Tax reduction on $100k – $300

Total Labour April 2010 changes

Annual cost – $0.621 billion

Tax reduction on $30k – $300

Tax reduction on $50k – $300

Tax reduction on $100k – $600

Amazed the media keep repeating Labour’s spin about their tax cuts.

Labour’s April 2011 tax cuts

These were also replaced by National, but again useful to look at what they would have been.

Threshold for 12.5% rate increases from $17,500 to $20,000.

Annual cost – $0.359 billion

Tax reduction on $30k – $210

Tax reduction on $50k – $210

Tax reduction on $100k – $210

Threshold for 21% rate increases from $40,000 to $42,500.

Annual cost – $0.240 billion

Tax reduction on $30k – $0

Tax reduction on $50k – $300

Tax reduction on $100k – $300

Threshold for 33% tax rate increases from $75,000 to $80,000.

Annual cost – $0.051 billion

Tax reduction on $30k – $0

Tax reduction on $50k – $0

Tax reduction on $100k – $300

Total Labour April 2011 changes

Annual cost – $0.650 billion

Tax reduction on $30k – $210

Tax reduction on $50k – $510

Tax reduction on $100k – $810

National’s April 2010 tax cuts

These are the ones likely to canned in the Budget.

Independent Earner Rebate for non WFF recipients earning between $24k and $48k increase from $10 week to $15 a week

Annual cost – $0.241 billion

Tax reduction on $30k – $260 (if not WFF)

Tax reduction on $50k – $0

Tax reduction on $100k – $0

Threshold for 21% rate increases from $48,000 to $50,000.

Annual cost – $0.137 billion

Tax reduction on $30k – $0

Tax reduction on $50k – $240

Tax reduction on $100k – $240

Top tax rate reduces from 38% to 37%.

Annual cost – $0.105 billion

Tax reduction on $30k – $0

Tax reduction on $50k – $0

Tax reduction on $100k – $300

Total National April 2010 changes

Annual cost – $0.483 billion

Tax reduction on $30k – $260

Tax reduction on $50k – $240

Tax reduction on $100k – $540

National’s April 2011 tax cuts

These are also likely to canned in the Budget.

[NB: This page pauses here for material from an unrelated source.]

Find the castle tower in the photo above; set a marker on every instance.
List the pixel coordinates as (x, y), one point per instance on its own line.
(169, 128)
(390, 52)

21% tax rate decreases from 21% to 20%.

Annual cost – $0.525 billion

Tax reduction on $30k – $160

Tax reduction on $50k – $360

Tax reduction on $100k – $360

So what do all these numbers mean? First let us look at total fiscal costs on an annualised basis

Total Fiscal Cost

  • National’s total package – $4.126 billion a year
  • Labour’s total package – $3,097 billion a year
  • Tax cuts delivered to date – $3.118 billion

So under National tax cuts greater than Labour were promising over three years have already been delivered. And furthermore, by reducing KiwiSaver etc by $1.429b, National has reduced the impact on the books to around half what Labour’s tax cuts would have been.

What are we missing out on with the cancelled tax cuts? Another $1b a year – a fair bit – but only one quarter of the total package.

Total tax cuts for different income earners

Someone on $30,000 (not getting WFF)

  • National’s total package – $1,560 a year
  • Labour’s total package – $1,130 a year
  • Tax cuts delivered to date – $1,140 a year

So someone on $30,000 (not getting WFF) has already got in tax cuts more than they would have got from Labour’s total package – but miss out on a further $420 a year.

Someone on $50,000

  • National’s total package – $2,420 a year
  • Labour’s total package – $1,670 a year
  • Tax cuts delivered to date – $1,820 a year

So someone on $50,000 has already got in tax cuts more than they would have got from Labour’s total package – but miss out on a further $600 a year.

Someone on $100,000

  • National’s total package – $3,620 a year
  • Labour’s total package – $2,870 a year
  • Tax cuts delivered to date – 2,720 a year

Interestingly it is only the so called rich pricks on $100k who have recieved less to date in tax cuts than they would have from Labour’s total package.

So remember these facts, when you hear myths:

  1. National has not borrowed for tax cuts. National’s additional April 2009 tax cuts of $1.292 billion a year was offset by $1.429 billion of expenditure reductions.
  2. Future tax cuts were promised by both Labour and National, and were both around $1b – $1.271 Lab and $1.010 Nat.
  3. Labour’s future tax cuts were worth $1,410 for someone on $100k and National’s future tax cuts $900 for someone on $100k.
  4. By having an additional round of tax cuts in April 2010 (when the economy most needs it as a stimulus), National has delivered in six months greater tax cuts than Labour were going to deliver over three years.